The population of tropical cities in particular is expected to skyrocket. Inspired by the densely layered life forms found in tropical rainforests, among the most biodiverse natural communities on the planet, TROPICOOL@KL envisions mushroom-like skyscrapers punctuating Kuala Lumpur’s skyline. These highrise structures, which look as much like the Coney Island Parachute Jump as they do mushrooms, mimic the five layers found in tropical rainforests: the overstory, the canopy, the understory, the shrub layer, and the forest floor. Solar panels in their circular tops provide energy, just like the photosynthesizing leaves that comprise a rainforest canopy. Scattered throughout the branches of the self-sustaining, off-the-grid skyscrapers are apartments modeled after vernacular Malaysian dwellings. 

Intended for Manhattan’s currently semi-industrial Hudson Yards area, which runs roughly from West 42nd Street south to West 30th Street and from Eighth Avenue west to the Hudson River, Eric Vergne’s unfortunately named Dystopian Farm is a skyscraper that combines spaces for housing, markets, and food production.

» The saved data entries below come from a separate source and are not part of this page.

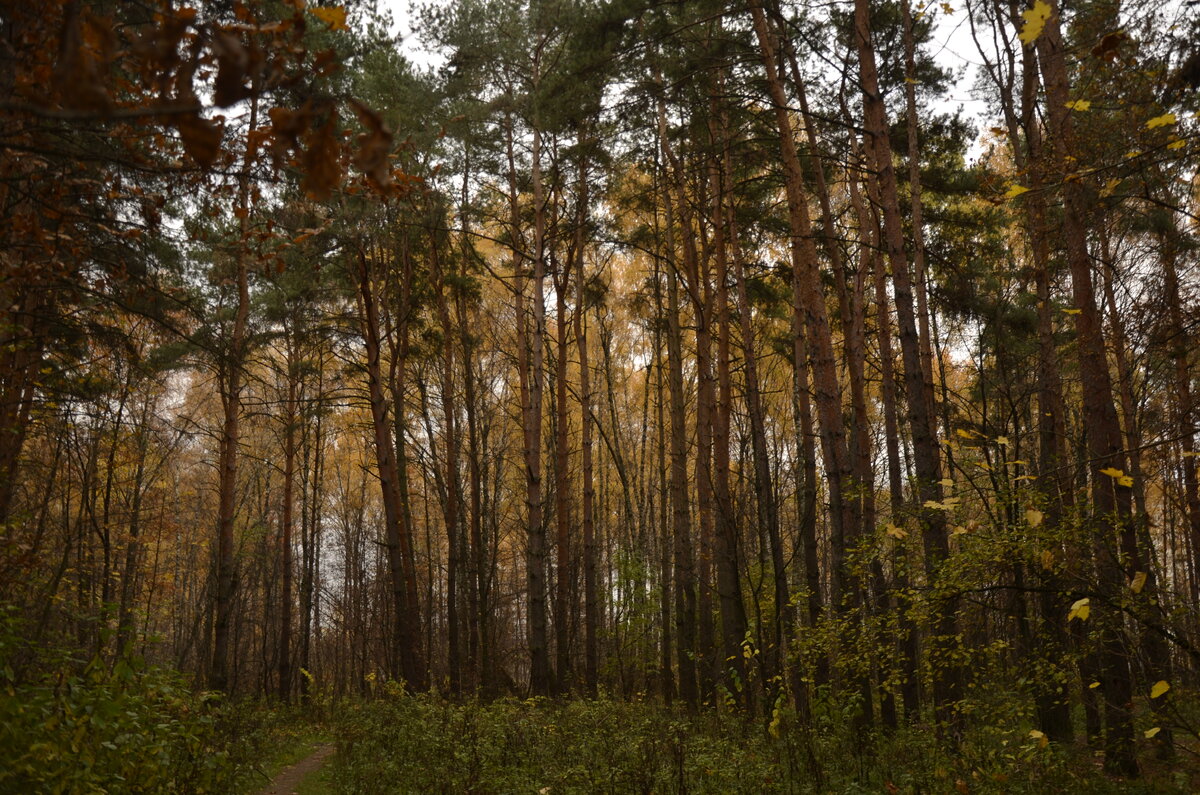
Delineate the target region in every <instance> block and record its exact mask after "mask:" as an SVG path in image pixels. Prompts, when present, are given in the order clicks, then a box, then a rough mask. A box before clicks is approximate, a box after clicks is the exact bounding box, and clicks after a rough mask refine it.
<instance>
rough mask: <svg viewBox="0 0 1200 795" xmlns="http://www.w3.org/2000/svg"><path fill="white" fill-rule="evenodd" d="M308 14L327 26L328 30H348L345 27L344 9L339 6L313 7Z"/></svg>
mask: <svg viewBox="0 0 1200 795" xmlns="http://www.w3.org/2000/svg"><path fill="white" fill-rule="evenodd" d="M308 12H310V13H311V14H312V16H313V17H316V18H317V19H320V20H322V22H323V23H325V24H326V25H329V29H330V30H349V28H348V26H347V25H346V8H343V7H341V6H329V7H314V8H310V10H308Z"/></svg>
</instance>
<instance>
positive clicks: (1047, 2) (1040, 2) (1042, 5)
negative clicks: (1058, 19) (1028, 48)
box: [1019, 0, 1050, 44]
mask: <svg viewBox="0 0 1200 795" xmlns="http://www.w3.org/2000/svg"><path fill="white" fill-rule="evenodd" d="M1021 18H1022V19H1025V24H1024V25H1022V26H1021V32H1020V35H1019V38H1020V40H1021V43H1022V44H1032V43H1033V40H1034V38H1037V37H1038V36H1040V35H1042V29H1043V28H1045V26H1046V20H1048V19H1049V18H1050V4H1048V2H1045V1H1044V0H1038V1H1037V2H1034V4H1033V6H1031V7H1030V8H1028V10H1026V11H1025V12H1024V13H1022V14H1021Z"/></svg>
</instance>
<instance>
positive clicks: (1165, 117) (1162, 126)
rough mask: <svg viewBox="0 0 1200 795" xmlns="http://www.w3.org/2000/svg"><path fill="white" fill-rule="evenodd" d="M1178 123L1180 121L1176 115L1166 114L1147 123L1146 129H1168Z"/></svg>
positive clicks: (1152, 119) (1161, 115) (1171, 114)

Vergne says he modeled his design after the cellular structure of ferns, and that the building will use biomorphic systems such as aeroponics to meet the food demands of a growing urban population.

Although vertical farming in cities has inspired the design world, some skeptics have claimed it makes no sense financially because urban real estate is too expensive. Our current economic mess, however, just may create a window of opportunity for such visionary projects. In the words of Stanford economist Paul Romer, “a crisis is a terrible thing to waste.”

First-Ever Vertical Farming Summit

Tuesday, December 9th, 2008

This weekend in Berkeley, experts from a variety of disciplines including architecture, structural engineering, greenhouse growing, composting, alternative energy, aquaculture, hydroponics, integrated biological systems, sustainable farming, and urban agriculture are meeting for the first summit on vertical farming in urban areas, also rather inelegantly known as building-integrated sustainable agriculture.

The summit’s co-organizers are Keith Agoada and James Kalin, founder and technical director, respectively, of Sky Vegetables, launched by Agoada to build hydroponic greenhouses on the rooftops of grocery stores. A list of presenters and presentations will be posted on the Sky Vegetables website at the close of the conference. Their prototype system is featured on the site.